Remember the nightmare of keeping track of which microRNA corresponds to which row in which file? That's gone. Every piece of data knows its own coordinates.

# Before: manual index matching across files
expression_subset = expression_df.iloc[train_indices]
features_subset = features_df.loc[mirna_ids[train_indices]]
model_results_subset = model_df.iloc[train_indices]

# After: coordinate-based selection
train_data = unified_dataset.where(
    unified_dataset.train_mask.sel(split_type='random_80_20'),
    drop=True
)

Bulletproof data consistency

When you slice your data, everything stays aligned automatically. No more worrying about applying the same filtering to all your files.

Cloud-native scaling

Store everything in Zarr format and your unified dataset becomes cloud-native. Load it from S3, query specific slices, and everything scales seamlessly. (Note: Zarr has some limitations with certain data types like U8, but xarray supports multiple storage formats to work around these issues.)

# Save entire workflow to cloud
unified_dataset.to_zarr('s3://biodata/mirna_screen_2024.zarr')

# Load and analyze anywhere
experiment = xr.open_zarr('s3://biodata/mirna_screen_2024.zarr')

Reproducible analysis pipelines

Your analysis becomes more reproducible because the data structure itself enforces consistency. Share the dataset and the analysis code just works.

What tools make this possible?

The tooling ecosystem has evolved dramatically in recent years. A few years ago, I would have told you to use parquet files with very unnatural tabular setups to get everything into tidy format. But xarray is changing the game.

Xarray provides the coordinate system and multidimensional data structures that make this unified approach possible. It's like pandas for higher-dimensional data, but with meaningful coordinates instead of just integer indices.

Zarr gives you cloud-native storage that preserves all your coordinate information and metadata. It supports chunking, compression, and parallel access - perfect for scaling your unified datasets.

Note: The tools we've got are just getting better and better. I wouldn't have imagined that we'd be able to use xarray for this kind of unified laboratory data storage just a few years ago. The ecosystem is maturing rapidly, and these approaches are becoming more accessible every year.

What's next?

If you're working with multidimensional experimental data, I'd strongly encourage you to try this unified approach. Start small - take your next experiment and see if you can structure it as a single xarray Dataset instead of multiple files.

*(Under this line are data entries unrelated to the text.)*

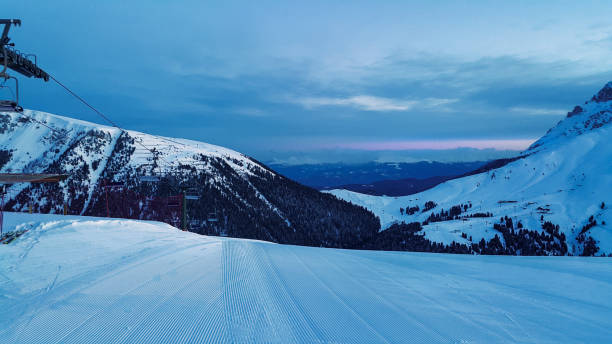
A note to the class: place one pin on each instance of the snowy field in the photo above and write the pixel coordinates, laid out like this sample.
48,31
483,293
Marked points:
90,280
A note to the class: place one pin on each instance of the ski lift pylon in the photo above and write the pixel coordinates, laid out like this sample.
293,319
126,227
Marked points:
17,61
149,178
191,194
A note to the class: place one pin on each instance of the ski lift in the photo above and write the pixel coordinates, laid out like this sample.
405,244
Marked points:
10,105
192,194
18,62
149,178
174,201
212,217
114,185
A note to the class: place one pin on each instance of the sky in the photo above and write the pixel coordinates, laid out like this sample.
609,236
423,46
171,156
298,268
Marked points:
322,81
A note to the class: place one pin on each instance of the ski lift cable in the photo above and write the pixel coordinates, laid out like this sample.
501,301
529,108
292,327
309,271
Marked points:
106,118
103,116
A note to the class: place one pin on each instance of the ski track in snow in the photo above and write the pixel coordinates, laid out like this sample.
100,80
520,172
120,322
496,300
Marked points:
91,280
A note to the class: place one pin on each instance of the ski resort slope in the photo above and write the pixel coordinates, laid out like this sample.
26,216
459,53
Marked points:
563,178
92,280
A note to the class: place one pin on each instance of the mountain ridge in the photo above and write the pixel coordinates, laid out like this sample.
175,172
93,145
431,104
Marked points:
237,196
557,190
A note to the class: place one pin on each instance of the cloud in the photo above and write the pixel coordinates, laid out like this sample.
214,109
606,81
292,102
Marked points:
403,145
372,103
538,111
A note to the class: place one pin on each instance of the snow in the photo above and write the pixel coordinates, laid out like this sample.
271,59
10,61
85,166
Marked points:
73,279
568,170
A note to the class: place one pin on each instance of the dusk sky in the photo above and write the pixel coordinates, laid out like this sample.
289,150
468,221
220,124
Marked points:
317,81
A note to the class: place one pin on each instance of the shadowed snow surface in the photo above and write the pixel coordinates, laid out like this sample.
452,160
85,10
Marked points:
91,280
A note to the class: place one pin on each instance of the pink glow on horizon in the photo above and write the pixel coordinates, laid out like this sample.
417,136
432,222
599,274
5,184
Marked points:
517,144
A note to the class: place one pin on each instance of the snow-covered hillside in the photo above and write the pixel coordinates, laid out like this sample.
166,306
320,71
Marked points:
238,196
564,178
76,279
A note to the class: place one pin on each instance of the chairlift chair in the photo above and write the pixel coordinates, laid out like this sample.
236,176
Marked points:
10,105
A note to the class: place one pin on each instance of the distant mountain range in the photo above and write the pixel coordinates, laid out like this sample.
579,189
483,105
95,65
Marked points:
552,199
376,178
135,175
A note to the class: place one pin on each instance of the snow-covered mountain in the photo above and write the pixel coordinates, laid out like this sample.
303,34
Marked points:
238,196
74,279
564,179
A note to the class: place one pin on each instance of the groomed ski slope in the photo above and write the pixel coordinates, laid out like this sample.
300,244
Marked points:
92,280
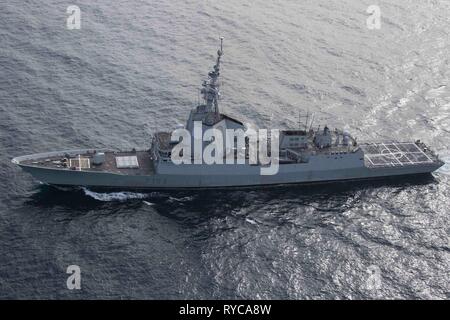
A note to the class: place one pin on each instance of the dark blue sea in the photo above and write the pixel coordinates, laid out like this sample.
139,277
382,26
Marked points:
135,67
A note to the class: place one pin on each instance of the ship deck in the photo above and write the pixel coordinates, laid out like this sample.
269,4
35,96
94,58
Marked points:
397,154
82,160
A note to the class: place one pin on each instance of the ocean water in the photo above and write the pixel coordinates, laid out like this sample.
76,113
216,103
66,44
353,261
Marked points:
135,67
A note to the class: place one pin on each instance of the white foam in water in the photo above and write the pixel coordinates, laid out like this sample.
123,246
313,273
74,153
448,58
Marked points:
114,196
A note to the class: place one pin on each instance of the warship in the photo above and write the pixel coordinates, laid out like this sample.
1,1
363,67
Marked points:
305,155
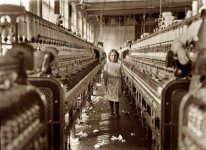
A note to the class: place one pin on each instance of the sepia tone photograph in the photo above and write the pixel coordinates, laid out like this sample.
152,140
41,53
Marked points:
103,74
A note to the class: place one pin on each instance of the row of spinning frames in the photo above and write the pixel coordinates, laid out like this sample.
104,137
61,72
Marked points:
159,87
47,73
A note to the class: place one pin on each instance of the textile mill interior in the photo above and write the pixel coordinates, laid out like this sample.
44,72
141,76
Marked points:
102,74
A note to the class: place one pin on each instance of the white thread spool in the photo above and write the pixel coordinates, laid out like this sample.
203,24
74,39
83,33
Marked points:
194,7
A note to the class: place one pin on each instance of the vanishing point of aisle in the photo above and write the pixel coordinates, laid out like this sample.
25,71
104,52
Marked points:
99,130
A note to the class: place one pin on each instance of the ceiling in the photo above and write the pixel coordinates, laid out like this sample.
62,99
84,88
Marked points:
105,8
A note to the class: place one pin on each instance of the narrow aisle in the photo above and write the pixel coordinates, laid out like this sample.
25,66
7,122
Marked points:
99,130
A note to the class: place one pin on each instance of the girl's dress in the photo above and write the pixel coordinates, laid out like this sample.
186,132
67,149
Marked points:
112,75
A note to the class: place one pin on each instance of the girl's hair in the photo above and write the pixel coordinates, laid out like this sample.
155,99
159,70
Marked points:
113,51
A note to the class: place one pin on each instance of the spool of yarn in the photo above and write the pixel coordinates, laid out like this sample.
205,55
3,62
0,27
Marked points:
194,7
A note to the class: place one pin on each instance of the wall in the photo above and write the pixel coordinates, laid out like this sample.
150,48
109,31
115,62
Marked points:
114,36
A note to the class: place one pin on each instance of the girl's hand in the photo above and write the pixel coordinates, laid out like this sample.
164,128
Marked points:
182,56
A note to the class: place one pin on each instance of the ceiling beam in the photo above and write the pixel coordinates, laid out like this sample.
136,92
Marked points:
137,11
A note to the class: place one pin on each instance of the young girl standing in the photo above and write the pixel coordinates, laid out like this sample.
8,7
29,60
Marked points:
113,81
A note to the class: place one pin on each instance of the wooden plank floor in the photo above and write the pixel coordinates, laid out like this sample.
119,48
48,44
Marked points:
96,118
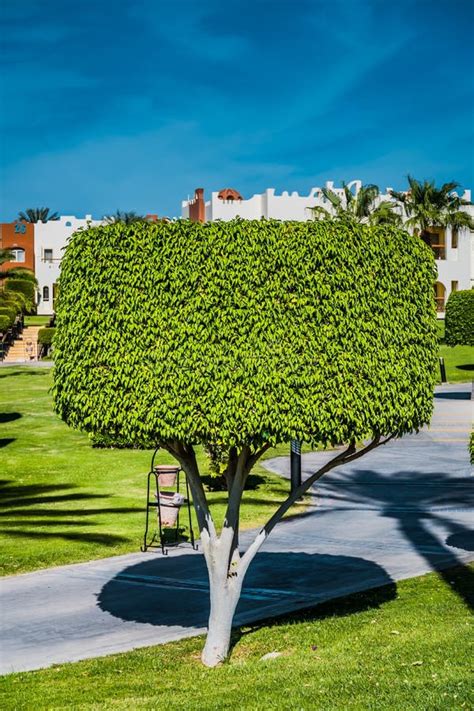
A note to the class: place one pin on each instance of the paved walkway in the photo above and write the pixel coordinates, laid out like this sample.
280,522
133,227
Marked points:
401,511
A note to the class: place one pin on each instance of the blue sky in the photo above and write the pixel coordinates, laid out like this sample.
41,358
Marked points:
132,104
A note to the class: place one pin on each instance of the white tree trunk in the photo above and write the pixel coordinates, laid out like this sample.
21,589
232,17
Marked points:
224,599
225,586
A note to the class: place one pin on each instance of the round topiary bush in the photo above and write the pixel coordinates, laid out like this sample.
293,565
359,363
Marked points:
459,319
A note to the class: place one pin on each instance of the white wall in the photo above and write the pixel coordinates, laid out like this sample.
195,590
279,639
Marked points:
458,265
53,235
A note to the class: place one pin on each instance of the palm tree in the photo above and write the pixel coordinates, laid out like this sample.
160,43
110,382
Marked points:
126,217
38,214
427,207
359,208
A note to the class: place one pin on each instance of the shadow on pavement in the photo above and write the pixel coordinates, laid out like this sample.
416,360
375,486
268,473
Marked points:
420,505
174,591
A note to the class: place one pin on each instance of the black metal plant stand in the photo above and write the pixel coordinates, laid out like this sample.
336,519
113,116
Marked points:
163,515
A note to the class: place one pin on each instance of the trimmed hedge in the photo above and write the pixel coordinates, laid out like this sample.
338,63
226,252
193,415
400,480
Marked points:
5,323
45,336
459,318
239,333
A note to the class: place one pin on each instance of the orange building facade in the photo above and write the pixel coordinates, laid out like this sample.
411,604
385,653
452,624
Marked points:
18,237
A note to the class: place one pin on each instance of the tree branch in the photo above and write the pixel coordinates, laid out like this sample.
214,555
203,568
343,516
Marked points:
348,455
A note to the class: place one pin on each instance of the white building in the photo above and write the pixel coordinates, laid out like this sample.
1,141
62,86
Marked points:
454,251
50,241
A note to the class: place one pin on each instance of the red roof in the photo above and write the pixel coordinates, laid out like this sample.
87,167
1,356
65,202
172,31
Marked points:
229,194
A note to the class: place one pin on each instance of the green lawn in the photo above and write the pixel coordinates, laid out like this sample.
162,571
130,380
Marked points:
383,650
37,320
65,502
458,360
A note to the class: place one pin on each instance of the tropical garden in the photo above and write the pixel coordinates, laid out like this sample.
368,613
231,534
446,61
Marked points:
69,511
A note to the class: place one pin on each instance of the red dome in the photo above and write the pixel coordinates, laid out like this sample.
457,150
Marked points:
229,194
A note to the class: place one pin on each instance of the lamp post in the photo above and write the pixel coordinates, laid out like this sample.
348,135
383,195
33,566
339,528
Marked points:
295,464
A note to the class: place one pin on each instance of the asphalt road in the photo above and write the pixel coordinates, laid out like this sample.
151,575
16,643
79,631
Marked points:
401,511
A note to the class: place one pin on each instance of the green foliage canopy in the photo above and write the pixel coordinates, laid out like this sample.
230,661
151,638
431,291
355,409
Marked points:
245,332
459,319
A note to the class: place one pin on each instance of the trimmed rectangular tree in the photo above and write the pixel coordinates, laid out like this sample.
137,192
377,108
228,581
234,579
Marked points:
238,336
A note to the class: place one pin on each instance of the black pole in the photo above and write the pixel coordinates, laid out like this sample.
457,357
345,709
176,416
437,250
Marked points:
442,369
295,464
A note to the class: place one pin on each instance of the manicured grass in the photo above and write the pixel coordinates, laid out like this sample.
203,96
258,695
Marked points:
459,363
37,320
389,649
65,502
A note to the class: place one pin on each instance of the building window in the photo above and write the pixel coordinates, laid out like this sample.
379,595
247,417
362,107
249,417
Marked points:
436,239
18,254
440,296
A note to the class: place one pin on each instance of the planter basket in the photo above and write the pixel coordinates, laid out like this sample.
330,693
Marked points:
168,509
166,474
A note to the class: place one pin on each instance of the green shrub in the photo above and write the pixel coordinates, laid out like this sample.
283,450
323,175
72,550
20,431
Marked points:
22,286
245,332
9,312
45,336
460,318
5,323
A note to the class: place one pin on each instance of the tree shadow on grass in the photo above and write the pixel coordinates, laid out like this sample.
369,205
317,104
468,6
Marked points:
26,371
340,607
105,539
9,417
5,441
174,590
32,507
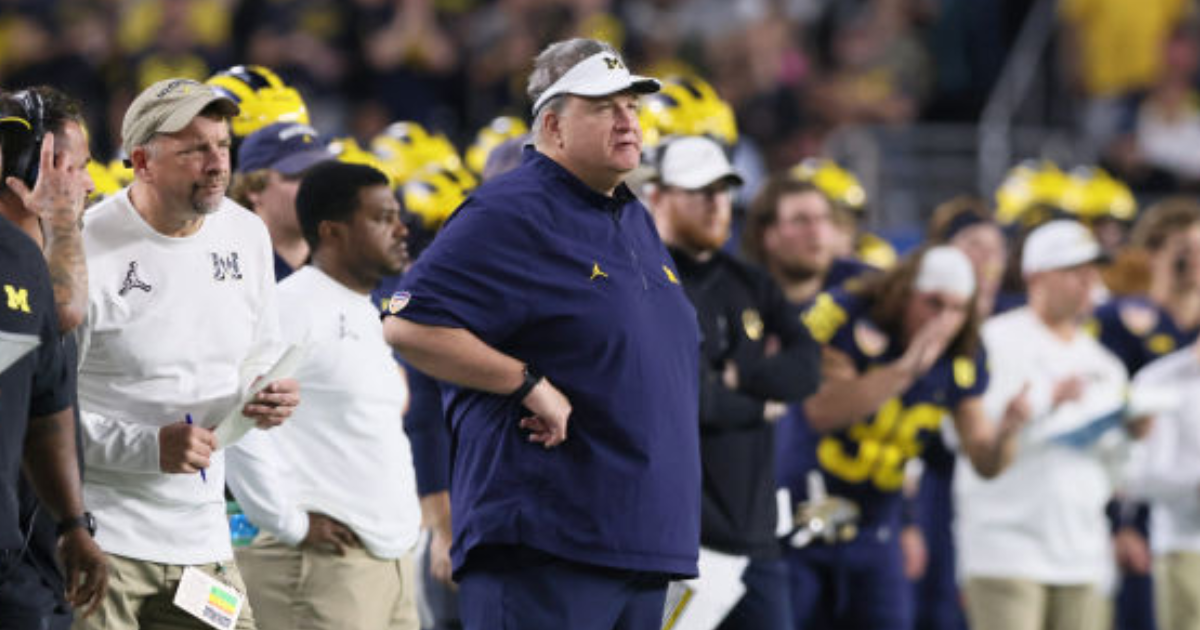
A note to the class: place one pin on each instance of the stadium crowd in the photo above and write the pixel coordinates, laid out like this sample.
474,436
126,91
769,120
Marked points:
474,418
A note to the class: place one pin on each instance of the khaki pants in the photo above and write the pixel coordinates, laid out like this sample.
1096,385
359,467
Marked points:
141,594
1177,591
1003,604
298,588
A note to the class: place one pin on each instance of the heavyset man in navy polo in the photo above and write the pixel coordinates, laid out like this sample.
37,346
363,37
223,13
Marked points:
555,313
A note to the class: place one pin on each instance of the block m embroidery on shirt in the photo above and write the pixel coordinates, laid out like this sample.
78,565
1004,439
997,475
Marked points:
226,268
17,298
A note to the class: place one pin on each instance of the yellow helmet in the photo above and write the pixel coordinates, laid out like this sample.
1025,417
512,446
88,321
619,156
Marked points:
1092,193
490,137
435,192
834,181
121,172
348,150
875,251
263,97
687,106
405,148
106,181
1027,190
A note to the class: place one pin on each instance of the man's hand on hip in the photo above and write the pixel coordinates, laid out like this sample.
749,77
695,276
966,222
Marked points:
551,412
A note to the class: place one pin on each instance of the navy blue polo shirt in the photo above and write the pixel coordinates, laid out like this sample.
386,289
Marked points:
37,384
577,285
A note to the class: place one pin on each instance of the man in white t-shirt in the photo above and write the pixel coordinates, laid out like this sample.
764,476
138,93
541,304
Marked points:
181,316
335,491
1033,541
1167,472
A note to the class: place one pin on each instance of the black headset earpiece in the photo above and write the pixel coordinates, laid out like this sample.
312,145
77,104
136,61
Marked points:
29,159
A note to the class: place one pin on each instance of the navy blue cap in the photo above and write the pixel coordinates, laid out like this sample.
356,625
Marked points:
289,148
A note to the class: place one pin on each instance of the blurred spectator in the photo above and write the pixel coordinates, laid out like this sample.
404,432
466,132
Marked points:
1107,72
879,69
1161,127
1033,543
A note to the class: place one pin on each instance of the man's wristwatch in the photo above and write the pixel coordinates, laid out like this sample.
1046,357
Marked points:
532,377
85,520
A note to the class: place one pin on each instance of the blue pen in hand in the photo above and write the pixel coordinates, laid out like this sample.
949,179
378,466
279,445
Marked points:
203,475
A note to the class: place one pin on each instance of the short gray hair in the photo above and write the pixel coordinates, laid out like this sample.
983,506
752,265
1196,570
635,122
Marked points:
551,64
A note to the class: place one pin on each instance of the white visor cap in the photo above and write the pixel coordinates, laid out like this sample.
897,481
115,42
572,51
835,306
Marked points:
1059,245
946,269
599,75
694,162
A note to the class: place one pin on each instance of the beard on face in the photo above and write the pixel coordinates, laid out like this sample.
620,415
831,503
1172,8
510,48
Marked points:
204,204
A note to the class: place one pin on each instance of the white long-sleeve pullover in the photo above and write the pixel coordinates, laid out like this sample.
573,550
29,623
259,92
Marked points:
174,327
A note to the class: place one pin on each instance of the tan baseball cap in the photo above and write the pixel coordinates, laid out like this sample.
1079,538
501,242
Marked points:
167,107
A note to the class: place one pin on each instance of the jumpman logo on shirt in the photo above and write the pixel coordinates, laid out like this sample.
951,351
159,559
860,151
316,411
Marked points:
132,281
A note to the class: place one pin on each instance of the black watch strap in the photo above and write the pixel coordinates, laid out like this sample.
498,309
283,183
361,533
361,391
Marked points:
85,521
532,377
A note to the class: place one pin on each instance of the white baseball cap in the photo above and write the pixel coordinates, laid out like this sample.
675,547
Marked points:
1060,245
599,75
946,269
693,162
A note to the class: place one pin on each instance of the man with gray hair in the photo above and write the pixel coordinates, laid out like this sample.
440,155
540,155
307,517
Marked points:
180,316
555,316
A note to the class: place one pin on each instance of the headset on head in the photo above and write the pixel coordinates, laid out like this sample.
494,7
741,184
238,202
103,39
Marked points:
30,121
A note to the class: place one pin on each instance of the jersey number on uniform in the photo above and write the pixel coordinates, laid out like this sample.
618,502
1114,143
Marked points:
883,445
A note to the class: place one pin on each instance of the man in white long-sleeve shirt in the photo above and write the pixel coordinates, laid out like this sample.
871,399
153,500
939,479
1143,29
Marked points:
180,316
335,491
1033,541
1167,472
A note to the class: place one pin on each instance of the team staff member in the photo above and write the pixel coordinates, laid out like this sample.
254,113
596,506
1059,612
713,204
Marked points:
900,353
35,406
743,317
181,313
334,490
1033,543
45,190
552,306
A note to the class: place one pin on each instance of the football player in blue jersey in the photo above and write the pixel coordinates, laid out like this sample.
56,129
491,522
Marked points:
1140,329
966,223
900,352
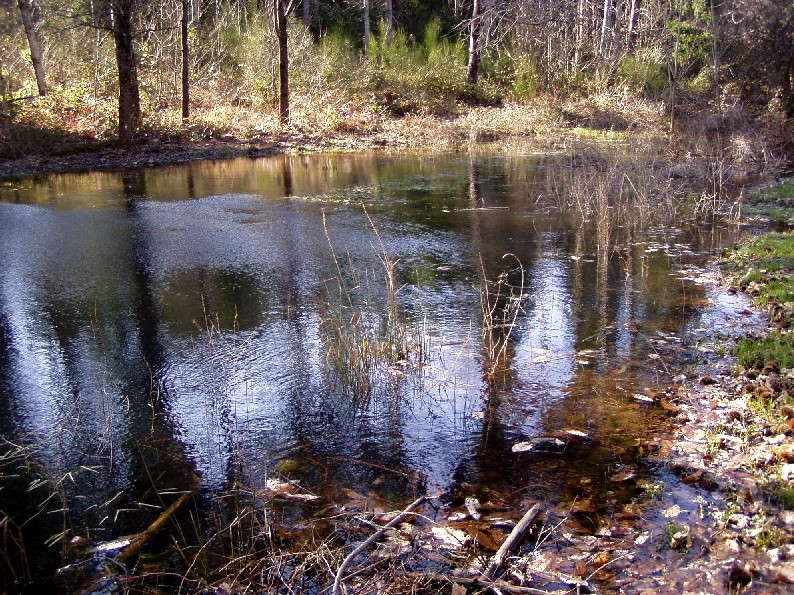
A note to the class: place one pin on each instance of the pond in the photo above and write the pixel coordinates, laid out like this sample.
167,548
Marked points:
198,323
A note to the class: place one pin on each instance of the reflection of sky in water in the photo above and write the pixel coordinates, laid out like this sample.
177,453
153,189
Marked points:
218,298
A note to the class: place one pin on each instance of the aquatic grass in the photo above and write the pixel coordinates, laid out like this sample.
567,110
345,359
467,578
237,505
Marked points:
764,268
756,352
500,304
365,332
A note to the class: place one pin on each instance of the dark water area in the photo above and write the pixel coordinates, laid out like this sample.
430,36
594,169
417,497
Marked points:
165,325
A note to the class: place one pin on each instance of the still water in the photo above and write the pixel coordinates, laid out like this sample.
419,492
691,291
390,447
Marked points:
165,325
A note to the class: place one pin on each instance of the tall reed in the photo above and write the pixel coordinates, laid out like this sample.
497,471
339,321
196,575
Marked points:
365,331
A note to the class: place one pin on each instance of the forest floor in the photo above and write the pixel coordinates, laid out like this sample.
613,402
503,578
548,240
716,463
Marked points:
31,147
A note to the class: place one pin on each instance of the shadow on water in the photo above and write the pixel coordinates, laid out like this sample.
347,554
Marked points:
165,325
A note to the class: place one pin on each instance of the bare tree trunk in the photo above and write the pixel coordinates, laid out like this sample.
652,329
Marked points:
389,18
580,33
283,62
366,27
126,60
634,16
306,13
473,70
186,10
606,28
31,18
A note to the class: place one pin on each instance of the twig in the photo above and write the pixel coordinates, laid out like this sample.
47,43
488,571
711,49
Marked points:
141,538
370,540
512,541
478,581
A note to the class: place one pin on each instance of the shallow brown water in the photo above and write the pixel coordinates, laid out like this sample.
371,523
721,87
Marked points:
164,323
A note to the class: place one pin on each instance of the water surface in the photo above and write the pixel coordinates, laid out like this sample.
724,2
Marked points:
165,324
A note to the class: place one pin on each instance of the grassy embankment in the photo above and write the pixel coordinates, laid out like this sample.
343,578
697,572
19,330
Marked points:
764,269
407,94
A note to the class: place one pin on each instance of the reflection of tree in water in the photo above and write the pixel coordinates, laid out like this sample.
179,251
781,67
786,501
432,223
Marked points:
614,295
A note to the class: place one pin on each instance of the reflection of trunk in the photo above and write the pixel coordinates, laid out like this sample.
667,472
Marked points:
283,61
186,8
475,196
126,60
158,461
286,174
31,19
474,43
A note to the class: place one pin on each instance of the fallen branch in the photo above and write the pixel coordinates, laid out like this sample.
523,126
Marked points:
340,574
512,541
477,581
138,540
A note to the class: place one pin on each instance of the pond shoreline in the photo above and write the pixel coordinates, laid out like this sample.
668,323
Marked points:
721,542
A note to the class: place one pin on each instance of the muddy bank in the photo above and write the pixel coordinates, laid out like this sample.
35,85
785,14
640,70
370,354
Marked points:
711,518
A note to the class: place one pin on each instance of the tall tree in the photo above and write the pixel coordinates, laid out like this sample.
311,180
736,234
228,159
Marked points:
473,70
388,16
186,13
123,14
282,10
366,26
30,10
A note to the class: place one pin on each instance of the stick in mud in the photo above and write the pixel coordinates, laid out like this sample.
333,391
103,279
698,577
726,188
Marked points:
512,541
370,540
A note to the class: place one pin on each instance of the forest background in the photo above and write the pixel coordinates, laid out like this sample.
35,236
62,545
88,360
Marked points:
77,74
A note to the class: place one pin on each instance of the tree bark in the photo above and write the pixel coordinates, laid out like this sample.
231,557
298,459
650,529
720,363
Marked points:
634,16
126,60
306,13
31,18
389,18
606,28
283,62
473,70
366,27
186,12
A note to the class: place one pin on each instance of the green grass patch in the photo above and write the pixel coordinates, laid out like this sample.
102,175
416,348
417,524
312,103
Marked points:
785,497
758,352
767,261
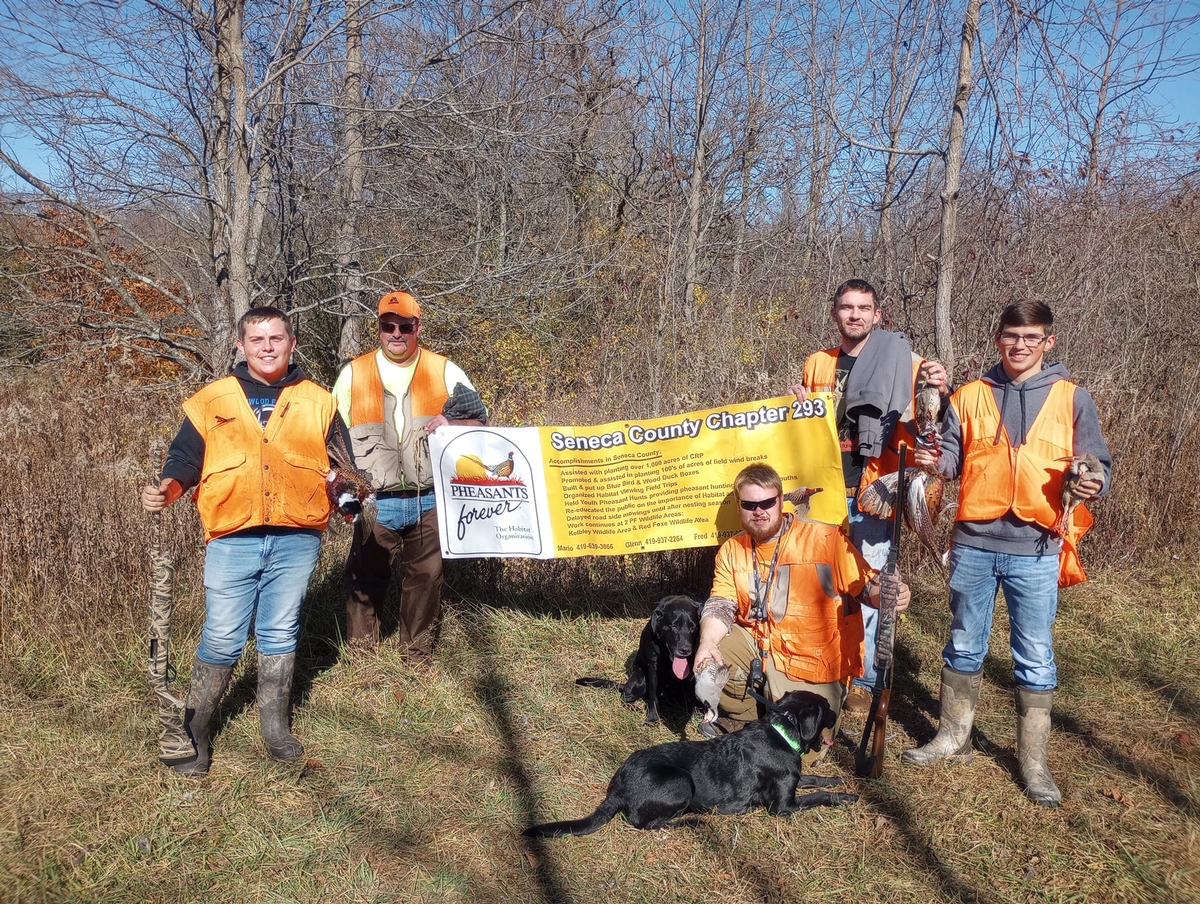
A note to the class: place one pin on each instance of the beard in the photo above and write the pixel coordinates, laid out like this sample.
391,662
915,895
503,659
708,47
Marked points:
765,532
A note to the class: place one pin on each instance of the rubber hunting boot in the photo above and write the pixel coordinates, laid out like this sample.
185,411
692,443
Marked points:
204,692
274,700
960,695
1032,740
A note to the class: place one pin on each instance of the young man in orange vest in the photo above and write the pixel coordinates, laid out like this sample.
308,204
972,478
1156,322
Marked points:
785,608
870,397
1011,437
255,445
391,399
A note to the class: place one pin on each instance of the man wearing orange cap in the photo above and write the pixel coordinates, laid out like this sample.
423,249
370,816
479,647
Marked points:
391,399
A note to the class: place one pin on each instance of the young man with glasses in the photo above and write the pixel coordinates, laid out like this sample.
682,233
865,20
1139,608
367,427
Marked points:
785,608
391,399
873,375
1011,437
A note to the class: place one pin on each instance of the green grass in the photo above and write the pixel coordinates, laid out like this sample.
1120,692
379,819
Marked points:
417,784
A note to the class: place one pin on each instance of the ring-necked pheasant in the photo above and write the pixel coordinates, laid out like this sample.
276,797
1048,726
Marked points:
503,470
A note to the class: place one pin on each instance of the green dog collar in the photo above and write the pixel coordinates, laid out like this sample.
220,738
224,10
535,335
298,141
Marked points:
783,732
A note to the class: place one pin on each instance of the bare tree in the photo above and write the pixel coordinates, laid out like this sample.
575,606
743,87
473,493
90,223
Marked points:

The cognitive overhead reduction is immediate. No more wondering if your indices are aligned. No more writing index-matching code. Just clean, coordinated data that scales to the cloud.

Time will distill the best practices in your context, but I've found this unified approach eliminates so much friction from the experimental data lifecycle. Give it a try and see how it feels in your workflow.

I cooked up this synthetic example while attending Ian Hunt-Isaak's talk "Xarray across biology. Where are we and where are we going?" at SciPy 2025. His presentation on using xarray for biological data really crystallized how powerful this coordinate-based approach could be for the typical experimental workflow.